When I walk into a federal building, my heart races and hands go clammy. Something to do with the austere, authoritative atmosphere, the stench of gray, the chairs of a thousand butts. Erase your face here. You are nothing but another foot of the great shuffling public.
I've been on juries before, but only vice. I can do vice, I mean, I can sit in apparent judgement of what is considered vice, because I think (perhaps mistakenly) that no one ever died from vice.
But this time it was criminal justice, where all the cases, apparently, were the Big M or attempted M, and could last for weeks if not months. We saw an orange jumpsuit escorted down the hall. I kept swallowing The Scream. We Norskis invented The Scream. I'm a skip-in-the-sunshine girl, I can't do this.

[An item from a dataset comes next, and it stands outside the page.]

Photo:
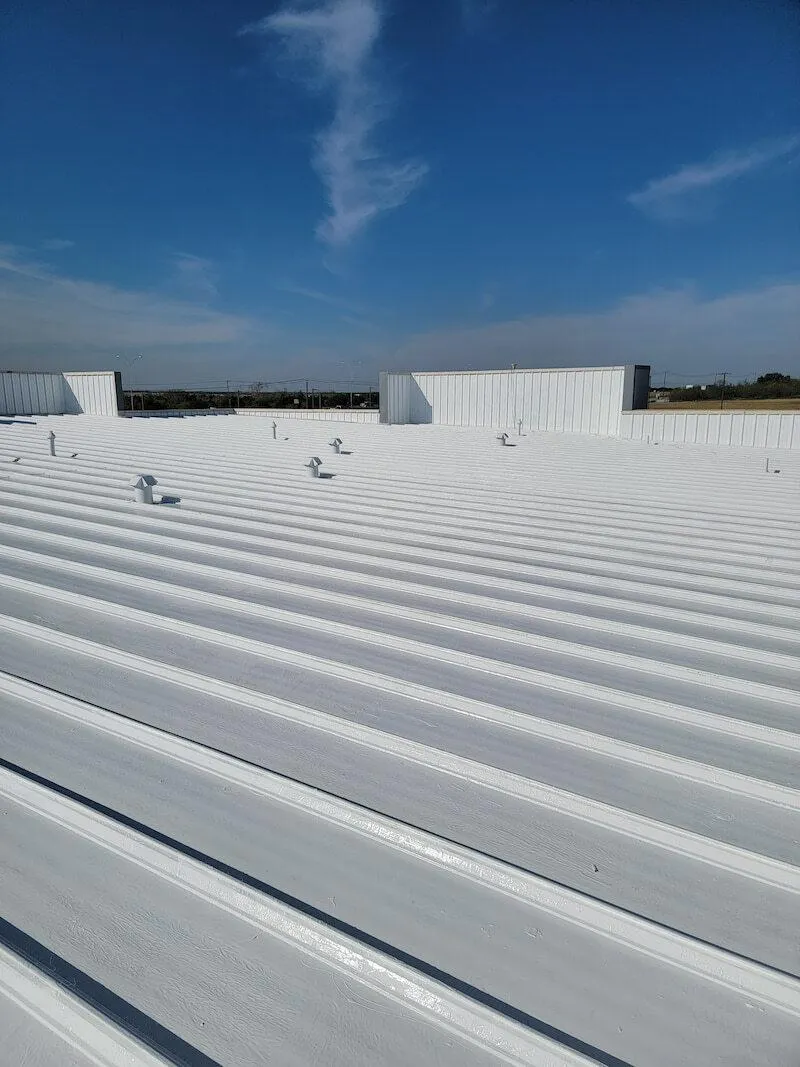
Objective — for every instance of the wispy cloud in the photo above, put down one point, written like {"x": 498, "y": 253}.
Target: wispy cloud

How can a blithering pool of jelly do this?
Jean and Miss H were in for jury duty lately, and neither of them blubbered (internally or at least bloggedly) about it. In fact, Jean took the time to work on some sketches. How did she do that? I tried an essay, for like five minutes. Here it is: Oh please, not me, not me, not me, not me.
Then I got called to a panel. And eventually got off the panel. (No, I didn't act like a fool, it wasn't for emotional reasons.)
I met a lot of nice people today; always do in situations like this. Funny, how with people you've never seen and will never see again, you both share some intimate thoughts. Like your plane is going to crash or something.
And the judge seemed suitably judicial, but thoughtful and even sweet. Not everyone got excused.
I'm excused. It wasn't me, it wasn't me, it wasn't me.